---
title: "Computational Cognitive Science 2022-2023"
output:
  pdf_document: default
  word_document: default
  html_document: default
---
---

```{r setup, include=FALSE}
knitr::opts_chunk$set(echo = TRUE)
require(DirichletReg) # We'll be using Dirichlet distributions. gtools includes rdirichlet and ddirichlet but not with log densities.
```

# Tutorial 5: Active learning

This tutorial provides some hands-on exposure to concepts from the active learning lectures.

Imagine you come across a curiosity shop that has four devices for sale at £100 each. Each device can automatically create a delicious cake when one pulls its lever, but the devices vary in their reliability:

* one device never works, 
* one device works exactly 20 percent of the time,
* one works 30 percent of the time, and 
* one works 75 percent of the time.

We don't know which device is which, but the shopkeeper will let us use the devices a few times to choose one.

Let's take an information-theoretic approach to this active learning problem.

Here are some helper functions.

```{r}
plogp <- function(p) {
  # bits, not nats
  if(p==0) 0 else p*log2(p) # Consider why we can't just use p*log2(p).
}

cat_entropy <- function(catv) {
  -sum(sapply(catv,plogp))
}
```

Let's define our hypothesis space as all of the different cake probabilities the machines before us might have, e.g., c(0,.2,.3,.75) means the machines increase in their probabilities from left to right, and c(.75,.3,.2,0) means they decrease from left to right.

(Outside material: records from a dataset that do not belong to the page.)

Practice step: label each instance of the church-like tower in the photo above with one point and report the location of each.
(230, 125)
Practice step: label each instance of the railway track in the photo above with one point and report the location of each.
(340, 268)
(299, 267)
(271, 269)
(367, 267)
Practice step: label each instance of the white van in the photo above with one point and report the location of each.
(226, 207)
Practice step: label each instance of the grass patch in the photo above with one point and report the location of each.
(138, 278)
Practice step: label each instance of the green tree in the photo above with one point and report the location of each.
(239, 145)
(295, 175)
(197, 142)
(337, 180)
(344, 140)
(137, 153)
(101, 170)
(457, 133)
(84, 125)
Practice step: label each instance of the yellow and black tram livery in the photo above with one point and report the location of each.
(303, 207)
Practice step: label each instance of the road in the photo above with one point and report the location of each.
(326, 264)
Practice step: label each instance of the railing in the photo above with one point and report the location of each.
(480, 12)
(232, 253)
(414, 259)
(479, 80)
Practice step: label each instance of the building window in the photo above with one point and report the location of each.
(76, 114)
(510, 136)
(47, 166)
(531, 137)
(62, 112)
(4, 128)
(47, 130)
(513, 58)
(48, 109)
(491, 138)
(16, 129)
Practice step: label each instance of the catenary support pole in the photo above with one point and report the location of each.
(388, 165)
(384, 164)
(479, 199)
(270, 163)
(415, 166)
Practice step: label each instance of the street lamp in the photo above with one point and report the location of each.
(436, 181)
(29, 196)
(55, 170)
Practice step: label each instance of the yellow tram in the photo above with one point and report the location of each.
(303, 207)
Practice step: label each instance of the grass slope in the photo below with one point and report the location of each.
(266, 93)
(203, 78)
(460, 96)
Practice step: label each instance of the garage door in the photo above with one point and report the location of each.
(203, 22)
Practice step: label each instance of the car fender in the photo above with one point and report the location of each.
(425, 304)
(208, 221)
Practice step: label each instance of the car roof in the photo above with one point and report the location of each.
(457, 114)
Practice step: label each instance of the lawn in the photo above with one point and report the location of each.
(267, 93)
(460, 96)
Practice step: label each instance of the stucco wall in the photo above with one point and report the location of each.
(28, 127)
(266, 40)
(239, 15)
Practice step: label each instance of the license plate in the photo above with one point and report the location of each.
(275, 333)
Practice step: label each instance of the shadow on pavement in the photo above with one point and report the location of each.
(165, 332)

**Question 1**: How does the code below define that hypothesis space?

```{r}
require(combinat) # From googling "all list permutations in R"
probs <- c(0,.2,.3,.75)
hyps <- permn(probs)
```

**Question 2**: What is our entropy, assuming we know nothing about the order of the machines?

```{r}
prior <- c(0) # Replace this with a prior over all hypotheses 
cat_entropy(prior)
```

**Question 3**: Suppose we turn the lever on the first machine and get nothing. What probability should we now assign our different hypotheses? Edit the code below.

```{r}
update_probs <- function(prior,choice,outcome) {
  # x, below, is a list of probabilities under a specific hypothesis
  
  likelihood <- function(this_hyp,this_choice,this_outcome) {
    1.0 # Replace this 1.0 with an actual likelihood
  }
  
  likes <- sapply(hyps,function(h) {likelihood(h,choice,outcome)}) 
  unnp <- likes*prior
  z <- sum(unnp)
  unnp/z
}

post <- update_probs(prior,choice=1,outcome=0)
print(post)
```

**Question 4**: What is our new entropy? Did we learn much? Why or why not?

**Question 5**: What is the expected probability getting a cake if we choose machine 2 next?

```{r}
# First we want the probability of each outcome in each hyp
# Then we take the weighted sum over hypothesis probabilities
expected_outcome <- function(i,ph) {
  0 # Replace this
}
print(expected_outcome(2,post))
```

**Question 6**: What is the expected entropy if we choose machine 2 next?

```{r}
expected_entropy <- function(choice,p_hyps) {
  pwin <- expected_outcome(choice,p_hyps)
  0 # Replace this
}
print(expected_entropy(2,post))
```

**Question 7**: Suppose we do choose machine 2 and it yields a cake. What is our current entropy and what are the expected entropies after each of our next possible choices?

**Question 8**: What does this imply we should do next?

**Question 9**: Is this at all counter-intuitive? What might we do differently if we are only interested in knowing which is the most reliable machine?